The doctors who wrote up the study concluded that yes, men need estrogen (tell us something we didn’t know!). The trouble is, the majority of the docs who read the abstract or heard about the study got stuck on that one fact – that men need estrogen – and they didn’t take the next, small, deductive leap.

Since they realized that men need estrogen for heart health, they’re now loathe to prescribe any estrogen suppressing drugs for men who have high levels. Essentially, they completely glossed over the death rates of men who have cardiac problems because their estrogen levels are too high.

Estrogen and Testosterone Replacement Therapy

There’s one other situation where it might be important to counter rising estrogen levels, and that’s in those men receiving testosterone replacement.

In fact, it’s not a stretch to say that in most cases, testosterone replacement and anti-estrogen drugs (anti-aromatases) go hand in hand.

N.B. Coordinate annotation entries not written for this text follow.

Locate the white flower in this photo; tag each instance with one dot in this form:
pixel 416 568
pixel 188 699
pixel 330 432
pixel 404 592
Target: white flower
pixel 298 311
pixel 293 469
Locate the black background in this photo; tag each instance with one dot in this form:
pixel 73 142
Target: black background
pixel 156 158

It makes sense, after all. If your testosterone levels are below optimum and you start receiving testosterone replacement therapy, your body will naturally convert some of that testosterone to estradiol.

That’s why conscientious and knowledgeable hormone replacement doctors will often prescribe a drug called anastrozole (trade name Arimidex) to combat estrogen. The drug is categorized as an anti-aromatase and it prevents the aromatase enzyme from pulling the old switcheroo on testosterone.

Consequently, a man receiving the proper dose of Arimidex will stay in the physiological estrogen sweet spot, which keeps him from suffering any of the maladies associated with high levels of the hormone.

Of course, the bottom line is that every adult male over 30 should know what his estrogen levels are, regardless of whether or not he’s on testosterone replacement therapy. The health implications are too severe and the fix for levels that are out whack is too simple for you to live with your head in the sand.